As I mentioned before, my mother is not on board for unschooling.. and her period of not talking to me lasted a few weeks.. until the weekend before school started.
I got a phone call from her, asking if I was REALLY going to keep him out of school. When I told her that YES, this is what I want for my son, she hung up on me. She called the night before the first Monday of school and expressed her disapproval once more.
Then things were alright for a week or so. I stopped by her house one day and I left a paper explaining the general idea of what unschooling is. I told her to give it a read when she had time, and that she can ask any questions she wants.
She called me the next day, and said the following: "All this paper says is that basically you do nothing and let the kids run wild." Really? That's all she got from it.. 

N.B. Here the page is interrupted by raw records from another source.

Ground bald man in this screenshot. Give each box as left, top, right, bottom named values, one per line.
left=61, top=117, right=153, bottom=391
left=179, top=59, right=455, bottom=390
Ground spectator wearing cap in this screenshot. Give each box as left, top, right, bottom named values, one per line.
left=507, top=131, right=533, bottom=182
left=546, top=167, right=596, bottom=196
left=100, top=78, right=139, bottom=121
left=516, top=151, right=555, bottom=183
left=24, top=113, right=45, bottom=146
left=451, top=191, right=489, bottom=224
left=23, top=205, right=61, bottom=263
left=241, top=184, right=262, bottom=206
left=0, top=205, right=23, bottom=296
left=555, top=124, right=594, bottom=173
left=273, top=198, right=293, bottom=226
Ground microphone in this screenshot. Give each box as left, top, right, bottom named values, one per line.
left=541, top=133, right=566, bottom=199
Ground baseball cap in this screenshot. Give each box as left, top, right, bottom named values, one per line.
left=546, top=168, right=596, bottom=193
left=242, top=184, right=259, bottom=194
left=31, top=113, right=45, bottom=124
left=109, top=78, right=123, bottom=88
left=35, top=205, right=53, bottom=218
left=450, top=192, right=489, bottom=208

She has tried to push me into putting a curriculum into place.
And just the general way she treats my son irks me. I can't stand it. She treats him like he is a baby, incapable of doing things himself, of making his own decisions. Just the other day she came over, and Shane had gotten some yogurt out of the fridge.. ate it... and my mother took the cup of yogurt, said something about how there was more left in there while she was scraping it, and proceeded to feed my son like a baby. 

Unfortunately any time I bring something up with her, it turns into a full on argument. I can't have a civil conversation about things that oppose her views. She MUST fight. It must be HER way. And it's very frustrating.

Unschooling, for me, has opened my eyes. It's a bit out of my comfort zone in the sense that when people ask me about Shane and school, I definitely feel some kind of anxiety. If you know me well, you know I have anxiety issues in general, and this has caused a few uncomfortable situations. But it is definitely what I want for my son. I know in my heart it is what is best for him. And I love it. 
Unschooling, so far, has changed the relationship that I have with my son. It has made me look at him differently, and I can see the learning process. I see his eagerness. And it has motivated me to pursue things that I am interested in. It seems it has made us closer. Instead of sending him off to school every day, we are living. We are doing what we want, learning what we want to learn.